A. Design them as the same event. Applicable scenarios: Events require similar properties; overall analysis is the focus.

B. Different events are designed for different scenarios: The attributes required for each event are very different, and the analysis scenarios are diverse. If this approach is adopted, it is also recommended to use the same attribute names for some common attributes to facilitate overall analysis using the "virtual event" feature in the future.

Example: When simply tracking the clicks of three buttons A, B, and C, there is no need to create three separate events like "click button A", "click button B", and "click button C". Instead, create a single event "click button" and pass the names of buttons A, B, and C as the attribute "button name".

4.2. Passive event

Passive event: In some scenarios, such as funnel analysis and retention analysis in Sensors Analytics, events need to be triggered by the same user. In such cases, passive events can be used. For example, after a user submits authentication information, the authentication process is not triggered by the user actively, so it can be set as a passive event.

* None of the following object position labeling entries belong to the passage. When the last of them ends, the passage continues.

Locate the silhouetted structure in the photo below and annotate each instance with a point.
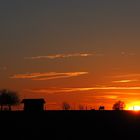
(8, 99)
(101, 108)
(33, 104)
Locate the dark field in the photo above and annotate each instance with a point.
(70, 124)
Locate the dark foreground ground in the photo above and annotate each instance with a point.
(72, 125)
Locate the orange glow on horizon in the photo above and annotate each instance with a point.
(135, 106)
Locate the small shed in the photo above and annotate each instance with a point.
(33, 104)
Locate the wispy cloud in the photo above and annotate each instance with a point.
(131, 75)
(65, 90)
(60, 56)
(125, 81)
(128, 53)
(47, 76)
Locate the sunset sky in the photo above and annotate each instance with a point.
(79, 51)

4.3. Custom metric calculation requirements

In custom metric calculations in event analysis, arithmetic calculations can be performed on various event metrics. For properties that need to be calculated, their value types need to be numerical.

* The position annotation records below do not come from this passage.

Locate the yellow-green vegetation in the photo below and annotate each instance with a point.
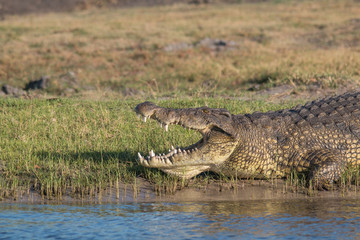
(78, 147)
(155, 51)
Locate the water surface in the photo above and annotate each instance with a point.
(268, 219)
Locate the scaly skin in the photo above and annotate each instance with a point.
(321, 138)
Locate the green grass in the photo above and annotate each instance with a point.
(51, 146)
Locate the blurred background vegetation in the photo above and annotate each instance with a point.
(168, 48)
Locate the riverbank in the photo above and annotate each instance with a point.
(243, 190)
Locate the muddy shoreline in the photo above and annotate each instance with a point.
(243, 190)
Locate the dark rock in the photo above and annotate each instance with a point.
(42, 84)
(216, 44)
(13, 91)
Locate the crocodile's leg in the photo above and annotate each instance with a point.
(326, 167)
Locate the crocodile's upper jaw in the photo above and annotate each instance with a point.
(208, 153)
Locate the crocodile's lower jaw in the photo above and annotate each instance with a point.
(186, 172)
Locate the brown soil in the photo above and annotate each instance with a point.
(41, 6)
(241, 191)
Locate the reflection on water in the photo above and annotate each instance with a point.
(295, 219)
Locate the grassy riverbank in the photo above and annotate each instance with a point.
(57, 146)
(79, 148)
(172, 50)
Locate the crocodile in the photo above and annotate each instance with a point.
(320, 139)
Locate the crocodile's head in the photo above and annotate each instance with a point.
(218, 142)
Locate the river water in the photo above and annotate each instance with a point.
(259, 219)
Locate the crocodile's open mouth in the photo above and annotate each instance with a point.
(175, 154)
(216, 126)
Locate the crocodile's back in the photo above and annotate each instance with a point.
(301, 137)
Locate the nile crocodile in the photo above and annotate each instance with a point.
(320, 138)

4.4. Considerations for the Users table

• Unilateral and bilateral users

Unilateral or bilateral classification is only relevant for products with multiple user identities. Unilateral users refer to products with only one type of user, such as fitness apps like Keep or messaging tools like QQ. Bilateral users can be found in O2O products, where users can be both regular consumers and merchants. Depending on the product, user identification and corresponding attributes need to be designed in advance.

• Slowly-changing dimensions

If there are attributes that may change over time, such as a user's VIP level, it is not sufficient to only store this information as user attributes in the user table. It is also necessary to record the "current VIP level at the time of the event" as an attribute in the event table. This is because the statistics of the current VIP level and the VIP level at the time of the event are two different scenarios.